Tula generally wins on comfort.
The straps on the Tula are also more padded than the Ergo which adds to the comfort. Overall Tula generally wins on comfort. Many parents wear the Ergo comfortably, but many who have happily worn an Ergo for some time and then tried the Tula say the Tula is even more comfortable.
Ease of getting the carrier on
Some smaller parents also find it difficult to fasten the Ergo’s back buckle on their own with the baby in front. However, fans of both brands will tell you it takes some practice to put the carrier on without any help, particularly in the backpack carrying position, and many find YouTube videos more helpful than the printed instructions.
Unsurprisingly, any one of the Tula or Ergo models performs well in a climate-controlled indoor environment, yet if you plan on using your carrier outdoors or engaging in something more athletic than a stroll to the neighbourhood park, it’s worth noting that some models can take the heat a bit better than others.

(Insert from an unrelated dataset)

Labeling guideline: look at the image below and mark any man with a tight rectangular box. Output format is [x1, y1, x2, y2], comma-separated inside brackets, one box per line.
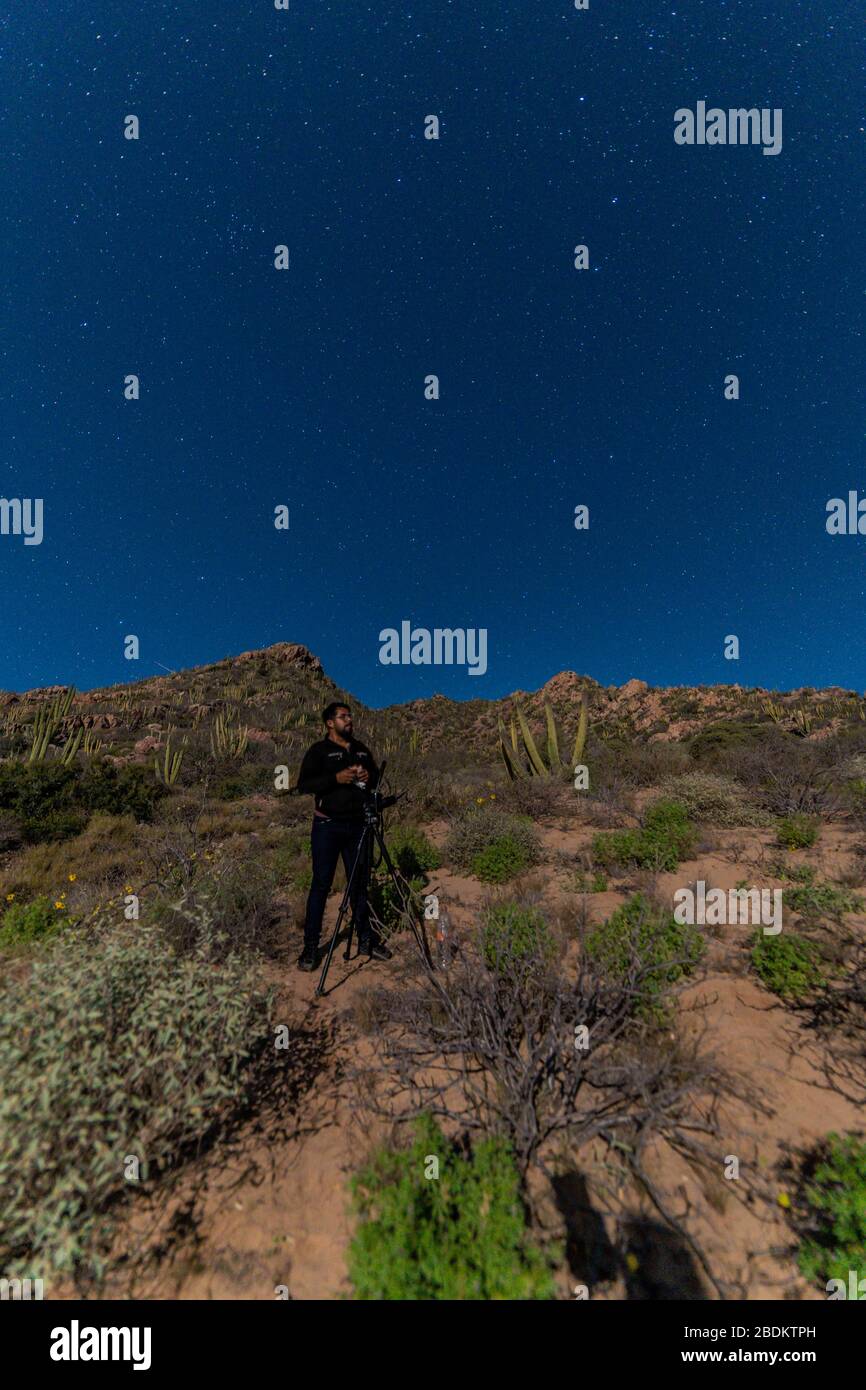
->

The primary material in the Ergo Original and Ergo Organic is 100% cotton canvas and parents who like to wear their babies front-inward for long stretches or out in the sun find it can get toasty, particularly with the Original or Organic insert – though parents in cooler places find a sleeping baby in the Ergo to be an ideal substitute for a down-filled vests! The Ergo also offers two snap-on covers: a nylon shell for rainy conditions and a fleece-lined version for winter.

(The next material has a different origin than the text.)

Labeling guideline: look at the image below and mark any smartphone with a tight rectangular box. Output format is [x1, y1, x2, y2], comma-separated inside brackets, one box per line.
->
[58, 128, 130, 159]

Parents who enjoy more active activities with their babies find that the Ergo Performance model’s breatheable mesh fabric is cooler than the cotton canvas, and those who like to hike with the baby in ‘backpack’ mode find it a particularly great fit. Though it is frequently sold out and easily the most expensive among both brands, the Tula Wrap Conversion model is made entirely of woven cotton (as opposed to canvas) which is much softer than mesh or canvas, yet also very breatheable. These fabrics also feature some of the most beautiful prints.
And the winner is?
Well…in the interest of full disclosure, I owned an Ergo Original and loved it. I’m an average-sized mama with petite little ones in a chilly climate with a modest baby gear budget. I carried my second child in it almost daily for a year without ever getting a sore back or shoulders, though I did get warm at times during our brief Canadian summer. I pushed a stroller, cooked, cleaned house, and ran errands wearing it, and when my daughter was very small, there were times I honestly forgot I was wearing her. I’ve never tried a Tula though I am tempted by the Toddler Carrier as both of my girls are now in its ample weight range.
The best carrier for baby
If you’re looking for a carrier for a baby, both are excellent options, though the Tula slightly wins on comfort and can be used comfortably for longer with the Free To Grow extension pack. On the other hand, some Ergo models offer more positioning options and fabrications to suit different outdoor lifestlyes and climates.
The best carrier for a toddler
If you’re in the market for a carrier specifically for a toddler that will be comfortable for you and baby for some time to come, the Tula Toddler carrier is the clear winner with its larger seat and weight capacity.
Go forth and buy your baby carrier with confidence
Both carriers are readily available online, but do be careful if you find an Ergo at a too good to be true price. There are many knock-offs or “fergos” out there at rock-bottom prices, the safety of which cannot be guaranteed.
Whichever one you choose, you can be confident that you’ve chosen a very well-made, high quality carrier that someone will very much want to have, even if it’s not you. Many parents find they are able to get close to retail price for either carrier depending on its condition. They are a hot item in baby consignment shops and I can almost guarantee that there is a mother in your circle of friends (or friends of friends of friends) who would gratefully receive it as a gift.